Auto Trader has begun a pilot a system of online reviews and ratings of car dealers from this month.
Up to 200 retailers of all types – franchised, independent, OEM-owned, plcs and supermarkets – have been invited to take part, with a geographical spread across the country.
Catherine Webber, the website’s search product manager, told AM the concept had been considered previously and dismissed, but that market research had indicated the time was now right.
“It’s something we feel has gained momentum, both internally and with consumers who expect to see user-generated content about the products they’re buying,” she said. “It has a massive influence in decision-making and is something we want to understand more about.”
The scheme, which has been developed in-house by Trader Media Group, will run as a trial until bosses feel they have the insight they need. That’s likely to be several months, but is open-ended and expected to lead to a full-scale roll-out. There will be no cost to participating dealers to encourage maximum involvement, and no current plans to change that business model.
The gathering of reviews and ratings won’t be limited to customers who have bought a car after viewing it on Auto Trader. Instead, every customer will be contacted by email shortly after their purchase and asked to leave feedback.
They will click through to a review form, split into two sections.
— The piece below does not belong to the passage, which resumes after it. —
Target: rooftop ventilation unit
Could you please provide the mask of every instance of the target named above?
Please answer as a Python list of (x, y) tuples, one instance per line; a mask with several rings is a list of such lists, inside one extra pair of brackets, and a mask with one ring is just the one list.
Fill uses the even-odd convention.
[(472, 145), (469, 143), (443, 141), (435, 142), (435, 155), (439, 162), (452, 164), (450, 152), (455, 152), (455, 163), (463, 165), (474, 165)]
The first will ask for a score out of five in three categories – customer service, buying process and value for money – to create an overall rating.
In addition, there will be a free-text field for the customer to offer more detailed feedback, and a final ‘would you recommend this dealer?’ question with a yes/no answer.
Completed surveys will go to third-party moderator Crisp to be checked for compliance issues such as abusive language. During the pilot period, each will also be read by someone before being posted.
Webber said existing dealership review programmes can’t be integrated into the new scheme. However, with the message that any review will help future customers of that retailer, she’s hopeful that around 30 per cent of opened emails would generate feedback.
“One of the things that has influenced us is that people aren’t actually buying anything from us. We’re an intermediary between buyer and seller. The people we are contacting are our dealers’ customers; we’re working in partnership with our clients.”
She added: “A number of things will determine if this is a success or failure. We will be measuring consumer and dealer sentiment – asking them if they find it useful – and also using analytics.”